Doctors are far less likely to remove your gall bladder now than they were 10 years ago. Removing the gall bladder may increase your chances of developing colon cancer. Your liver removes breakdown products of metabolism from your bloodstream and converts them to bile which is stored in your gall bladder. When food reaches your intestines, your gall bladder contracts and pumps bile into your intestines where it mixes with the food and helps to break it down so it can be absorbed into your bloodstream. However, after your gall bladder is removed, bile drips continuously from the liver into the intestines 24 hours a day.

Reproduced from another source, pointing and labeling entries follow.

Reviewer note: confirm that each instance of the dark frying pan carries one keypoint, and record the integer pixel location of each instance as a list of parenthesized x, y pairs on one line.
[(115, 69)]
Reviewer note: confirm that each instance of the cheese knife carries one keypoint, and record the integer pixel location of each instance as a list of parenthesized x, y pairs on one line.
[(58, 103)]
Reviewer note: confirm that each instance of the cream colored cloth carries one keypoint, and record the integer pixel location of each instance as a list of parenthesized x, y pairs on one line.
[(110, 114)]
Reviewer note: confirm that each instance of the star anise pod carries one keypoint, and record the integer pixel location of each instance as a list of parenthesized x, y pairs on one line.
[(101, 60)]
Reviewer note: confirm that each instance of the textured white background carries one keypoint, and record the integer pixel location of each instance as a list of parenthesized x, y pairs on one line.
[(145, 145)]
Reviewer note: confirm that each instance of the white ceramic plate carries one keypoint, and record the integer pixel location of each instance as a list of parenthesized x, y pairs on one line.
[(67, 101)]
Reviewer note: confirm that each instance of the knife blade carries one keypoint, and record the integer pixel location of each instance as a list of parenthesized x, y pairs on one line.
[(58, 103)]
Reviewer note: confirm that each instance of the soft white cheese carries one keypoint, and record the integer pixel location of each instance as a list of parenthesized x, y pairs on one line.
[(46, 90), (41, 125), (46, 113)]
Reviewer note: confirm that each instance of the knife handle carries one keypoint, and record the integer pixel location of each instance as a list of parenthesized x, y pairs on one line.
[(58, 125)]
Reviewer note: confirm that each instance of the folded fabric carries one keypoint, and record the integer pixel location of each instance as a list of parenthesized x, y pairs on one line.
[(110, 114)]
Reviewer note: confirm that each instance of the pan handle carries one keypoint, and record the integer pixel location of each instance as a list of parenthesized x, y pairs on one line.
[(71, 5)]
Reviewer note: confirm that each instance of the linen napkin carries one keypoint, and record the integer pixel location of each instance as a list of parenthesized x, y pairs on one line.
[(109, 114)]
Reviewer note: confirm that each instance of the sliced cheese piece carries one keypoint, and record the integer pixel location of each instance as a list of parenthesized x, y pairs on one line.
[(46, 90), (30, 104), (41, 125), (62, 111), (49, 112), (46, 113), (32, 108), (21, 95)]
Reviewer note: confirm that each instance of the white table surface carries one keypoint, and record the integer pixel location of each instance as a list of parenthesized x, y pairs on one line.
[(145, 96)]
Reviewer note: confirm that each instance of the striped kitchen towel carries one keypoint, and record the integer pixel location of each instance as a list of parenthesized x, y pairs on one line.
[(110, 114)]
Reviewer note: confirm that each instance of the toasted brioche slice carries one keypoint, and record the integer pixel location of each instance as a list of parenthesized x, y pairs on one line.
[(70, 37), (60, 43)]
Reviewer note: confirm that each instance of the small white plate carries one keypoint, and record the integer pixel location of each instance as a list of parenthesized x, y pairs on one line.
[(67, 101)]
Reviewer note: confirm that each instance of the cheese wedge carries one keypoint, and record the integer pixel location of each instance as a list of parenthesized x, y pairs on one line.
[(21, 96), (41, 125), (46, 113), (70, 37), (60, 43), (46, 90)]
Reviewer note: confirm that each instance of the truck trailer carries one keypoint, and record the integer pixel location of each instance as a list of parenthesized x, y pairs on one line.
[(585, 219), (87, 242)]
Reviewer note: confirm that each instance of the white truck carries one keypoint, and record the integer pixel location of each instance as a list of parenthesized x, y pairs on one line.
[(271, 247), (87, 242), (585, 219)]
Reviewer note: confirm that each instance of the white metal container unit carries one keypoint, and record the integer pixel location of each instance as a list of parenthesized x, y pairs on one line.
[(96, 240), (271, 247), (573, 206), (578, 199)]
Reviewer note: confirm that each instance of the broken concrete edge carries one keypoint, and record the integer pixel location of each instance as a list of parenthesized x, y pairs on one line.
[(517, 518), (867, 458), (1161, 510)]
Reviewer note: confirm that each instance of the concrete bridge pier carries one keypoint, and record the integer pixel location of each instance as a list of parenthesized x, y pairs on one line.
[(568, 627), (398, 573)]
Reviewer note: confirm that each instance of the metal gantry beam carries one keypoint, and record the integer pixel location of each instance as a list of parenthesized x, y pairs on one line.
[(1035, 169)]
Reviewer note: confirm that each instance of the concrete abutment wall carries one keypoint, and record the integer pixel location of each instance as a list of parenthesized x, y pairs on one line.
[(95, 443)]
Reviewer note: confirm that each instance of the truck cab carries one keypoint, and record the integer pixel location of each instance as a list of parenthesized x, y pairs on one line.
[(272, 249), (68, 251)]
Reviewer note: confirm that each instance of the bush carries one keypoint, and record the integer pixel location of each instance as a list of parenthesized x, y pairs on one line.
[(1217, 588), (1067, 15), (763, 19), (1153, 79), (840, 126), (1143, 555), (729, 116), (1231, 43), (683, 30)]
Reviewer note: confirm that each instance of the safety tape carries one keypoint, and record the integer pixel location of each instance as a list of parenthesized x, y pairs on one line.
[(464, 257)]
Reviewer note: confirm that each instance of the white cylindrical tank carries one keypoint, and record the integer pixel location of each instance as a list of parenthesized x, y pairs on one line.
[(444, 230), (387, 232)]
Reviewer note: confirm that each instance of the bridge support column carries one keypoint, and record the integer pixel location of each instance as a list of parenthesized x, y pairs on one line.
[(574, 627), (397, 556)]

It is not diluted with food and remains in high concentrations in contact with your intestines continuously, which may lead to cancer.
If you have frequent gall bladder attacks, severe belly pain or an infection in your gall bladder that does not respond to simple treatment, you may have to have your gall bladder removed. With conventional open gall bladder surgery, it may take you more than six weeks to get back to your regular schedule. However, it will take only one or two days after you have it done laparoscopically through a small incision in which a tube is inserted into your abdomen. Research from Washington University in St. Louis shows that you are more likely to have complications from laparoscopic surgery if you have a history of gall bladder inflammation, ten or more gall bladder attacks or are over 65 years of age.
By Gabe Mirkin, M.D., for CBS Radio News Checked 2/8/09
1) cancer: International Journal of Cancer 1993;53:735-739.
2) Contraindications to laparoscopy: Steve Strasberg. Professor of Surgery. Washington University in St. Louis.